Misión

Escribir con sentido: el valor de la canción terminada.

Vivimos en una industria de movimientos rápidos, que a menudo prioriza la velocidad sobre el sentido y el comercio sobre el oficio. En la era de la inmediatez, la figura del autor ha pasado a ser, en ocasiones, el eslabón más invisible de la cadena. Hoy, la creación de canciones enfrenta realidades complejas: desde la presión por ceder autorías no compartidas, hasta el trato de la obra como un producto de consumo rápido y desechable. Cuando el reconocimiento del creador se diluye, la honestidad de la música se resiente.

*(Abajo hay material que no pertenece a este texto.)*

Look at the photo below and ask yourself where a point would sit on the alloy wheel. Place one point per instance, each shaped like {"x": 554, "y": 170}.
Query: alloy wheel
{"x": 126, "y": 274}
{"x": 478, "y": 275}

Por esta razón, y ante esta realidad, he decidido trabajar bajo un código distinto, basado en la claridad y el respeto mutuo, donde la colaboración sea el centro.



Propuesta de trabajo:

  • Identidad de la Obra: Creo en el reconocimiento del creador y mi intención no es escribir para el anonimato, sino para construir un catálogo de piezas sólidas y maduras, garantizando al intérprete que la obra que elige tiene un respaldo de seriedad.
  • Colaboración con Propósito: Entiendo la canción como un legado compartido: el autor entrega el alma de la obra y el artista le otorga el cuerpo y la voz. Mi meta es encontrar ese equilibrio donde ambas partes se reconozcan y se potencien.
  • Transparencia desde el Origen: Mostrar mis demos y procesos abiertamente es mi forma de asegurar que la canción se sostiene por sí misma. Es una invitación a quienes buscan la esencia de una melodía antes que el artificio de la producción.

Este espacio es un refugio para quienes aún creen que la música debe ser, ante todo, un acto de respeto mutuo entre quienes la crean y quienes la defienden en el escenario.